In making these predictions, I have had the invaluable assistance of scientists who graciously allowed me to interview them, broadcast their ideas on national radio, and even take a TV crew into their laboratories. These are the scientists who are laying the foundation for the future of the mind. For their ideas to be incorporated into this book, I made only two requirements: (1) their predictions must rigorously obey the laws of physics; and (2) prototypes must exist to show proof-of-principle for these far-reaching ideas.
TOUCHED BY MENTAL ILLNESS
I once wrote a biography of Albert Einstein, called Einstein’s Cosmos, and had to delve into the minute details of his private life. I had known that Einstein’s youngest son was afflicted with schizophrenia, but did not realize the enormous emotional toll that it had taken on the great scientist’s life. Einstein was also touched by mental illness in another way; one of his closest colleagues was the physicist Paul Ehrenfest, who helped Einstein create the theory of general relativity. After suffering bouts of depression, Ehrenfest tragically killed his own son, who had Down’s syndrome, and then committed suicide. Over the years, I have found that many of my colleagues and friends have struggled to manage mental illness in their families.
Mental illness has also deeply touched my own life. Several years ago, my mother died after a long battle with Alzheimer’s disease. It was heartbreaking to see her gradually lose her memories of her loved ones, to gaze into her eyes and realize that she did not know who I was. I could see the glimmer of humanity slowly being extinguished. She had spent a lifetime struggling to raise a family, and instead of enjoying her golden years, she was robbed of all the memories she held dear.

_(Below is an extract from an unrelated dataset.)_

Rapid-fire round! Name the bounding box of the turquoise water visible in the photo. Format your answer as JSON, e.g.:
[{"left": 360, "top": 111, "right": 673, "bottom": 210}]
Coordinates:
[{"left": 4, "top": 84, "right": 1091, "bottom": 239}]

As the baby boomers age, the sad experience that I and many others have had will be repeated across the world. My wish is that rapid advances in neuroscience will one day alleviate the suffering felt by those afflicted with mental illness and dementia.
WHAT IS DRIVING THIS REVOLUTION?
The data pouring in from brain scans are now being decoded, and the progress is stunning. Several times a year, headlines herald a fresh breakthrough. It took 350 years, since the invention of the telescope, to enter the space age, but it has taken only fifteen years since the introduction of the MRI and advanced
brain scans to actively connect the brain to the outside world. Why so quickly, and how much is there to come?
Part of this rapid progress has occurred because physicists today have a good understanding of electromagnetism, which governs the electrical signals racing through our neurons. The mathematical equations of James Clerk Maxwell, which are used to calculate the physics of antennas, radar, radio receivers, and microwave towers, form the very cornerstone of MRI technology. It took centuries to finally solve the secret of electromagnetism, but neuroscience can enjoy the fruits of this grand endeavor. In Book I, I will survey the history of the brain and explain how a galaxy of new instruments has left the physics labs and given us glorious color pictures of the mechanics of thought. Because consciousness plays so central a role in any discussion of the mind, I also give a physicist’s perspective, offering a definition of consciousness that includes the animal kingdom as well. In fact, I provide a ranking of consciousness, showing how it is possible to assign a number to various types of consciousness.
But to fully answer the question of how this technology will advance, we also have to look at Moore’s law, which states that computer power doubles every two years. I often surprise people with the simple fact that your cell phone today has more computer power than all of NASA when it put two men on the moon in 1969. Computers are now powerful enough to record the electrical signals emanating from the brain and partially decode them into a familiar digital language. This makes it possible for the brain to directly interface with computers to control any object around it. The fast-growing field is called BMI (brain-machine interface), and the key technology is the computer. In Book II, I’ll explore this new technology, which has made recording memories, mind reading, videotaping our dreams, and telekinesis possible.